The CLI looks for .pid files in the storage directory. The filename encodes the host and port (e.g., -8000.pid for default settings). It reads the PID, checks if the process is alive (kill(pid, 0)), and hits /health to verify.

Auto-start

giddy find will start the server automatically if it's not running. It locates the Python venv relative to the giddy binary's installation directory, spawns the server in daemon mode, and polls /health every 500ms until it's ready.

Command Matching

Commands can be abbreviated to any unambiguous prefix — giddy f for find, giddy st for status, etc.

Storage Layout

Where files end up depends on whether you have a config file:

Config mode (.giddyanne.yaml exists):

<project>/.giddyanne/
├── all-MiniLM-L6-v2/     # Named after the embedding model
│   └── vectors.lance/    # LanceDB database
├── -8000.log             # Server log (host-port.log)
└── -8000.pid             # Server PID (host-port.pid)

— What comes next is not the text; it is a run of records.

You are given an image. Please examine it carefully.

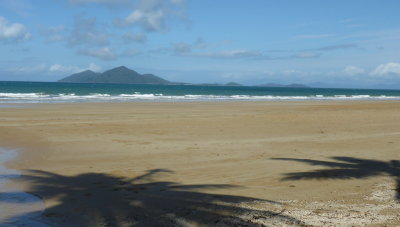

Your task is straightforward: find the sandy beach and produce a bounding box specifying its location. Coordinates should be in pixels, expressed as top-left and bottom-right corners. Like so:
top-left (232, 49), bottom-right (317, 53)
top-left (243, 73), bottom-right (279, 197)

top-left (0, 101), bottom-right (400, 226)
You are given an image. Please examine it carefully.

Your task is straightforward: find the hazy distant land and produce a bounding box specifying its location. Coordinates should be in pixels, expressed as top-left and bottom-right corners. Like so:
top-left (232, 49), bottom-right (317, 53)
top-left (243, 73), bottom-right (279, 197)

top-left (58, 66), bottom-right (308, 88)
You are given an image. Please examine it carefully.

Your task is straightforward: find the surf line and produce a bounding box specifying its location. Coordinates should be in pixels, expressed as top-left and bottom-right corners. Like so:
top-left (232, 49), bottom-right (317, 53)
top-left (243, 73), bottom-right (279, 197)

top-left (0, 147), bottom-right (49, 227)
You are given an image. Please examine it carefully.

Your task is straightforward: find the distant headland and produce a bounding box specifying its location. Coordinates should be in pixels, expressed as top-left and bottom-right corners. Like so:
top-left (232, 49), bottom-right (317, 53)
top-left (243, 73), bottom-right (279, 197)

top-left (58, 66), bottom-right (307, 88)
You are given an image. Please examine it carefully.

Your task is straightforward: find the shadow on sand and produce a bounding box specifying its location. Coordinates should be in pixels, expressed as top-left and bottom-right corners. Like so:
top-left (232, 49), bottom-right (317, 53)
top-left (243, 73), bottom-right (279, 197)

top-left (273, 157), bottom-right (400, 202)
top-left (0, 169), bottom-right (301, 226)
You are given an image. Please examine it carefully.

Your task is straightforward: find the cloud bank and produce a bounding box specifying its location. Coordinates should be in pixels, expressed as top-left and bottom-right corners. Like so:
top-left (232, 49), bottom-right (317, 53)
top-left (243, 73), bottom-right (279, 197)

top-left (0, 16), bottom-right (31, 42)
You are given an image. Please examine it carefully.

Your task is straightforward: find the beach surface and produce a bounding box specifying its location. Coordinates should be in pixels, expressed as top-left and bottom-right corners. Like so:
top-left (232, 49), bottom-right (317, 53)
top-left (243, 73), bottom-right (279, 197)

top-left (0, 101), bottom-right (400, 226)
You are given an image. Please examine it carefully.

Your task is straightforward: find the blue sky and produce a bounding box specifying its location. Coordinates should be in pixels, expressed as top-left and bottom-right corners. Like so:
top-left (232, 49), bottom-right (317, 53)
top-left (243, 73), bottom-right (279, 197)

top-left (0, 0), bottom-right (400, 88)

Git-only mode (no config):

$TMPDIR/giddyanne/<project>-<hash>/
└── (same structure)

The hash is the first 8 characters of SHA256 of the absolute project path — deterministic, so the same project always gets the same storage location.

The database directory includes the model name. This means you can switch embedding models without corrupting existing indexes — each model gets its own database.

Design Decisions

Three embeddings per chunk — path, content, and description each capture different signals. A query like "test helpers" benefits from the path embedding matching tests/helpers.py. A query like "authentication" benefits from the description embedding if the config says "auth and session management". Content embedding does the heavy lifting for everything else.

Mtime-based skip — comparing timestamps is cheap. Re-embedding is expensive. This single optimization makes re-indexing fast enough that you barely notice it on startup.

Subprocess, not fork — sentence-transformers loads PyTorch, which uses threads internally. Forking a threaded process is undefined behavior on most platforms. Popen spawns a clean new process.

LanceDB — it's an embedded database (no separate server process), stores data in Apache Arrow format, and supports both vector search and full-text search. One less thing to install and manage.

Batch everything — the embedding model call is the bottleneck. Batching 32 chunks into a single encode() call is dramatically faster than 32 individual calls. Same principle applies to database upserts.

Debounced file watching — editors often trigger multiple write events for a single save (write to temp file, rename, etc.). The 100ms debounce window catches all of these and fires once.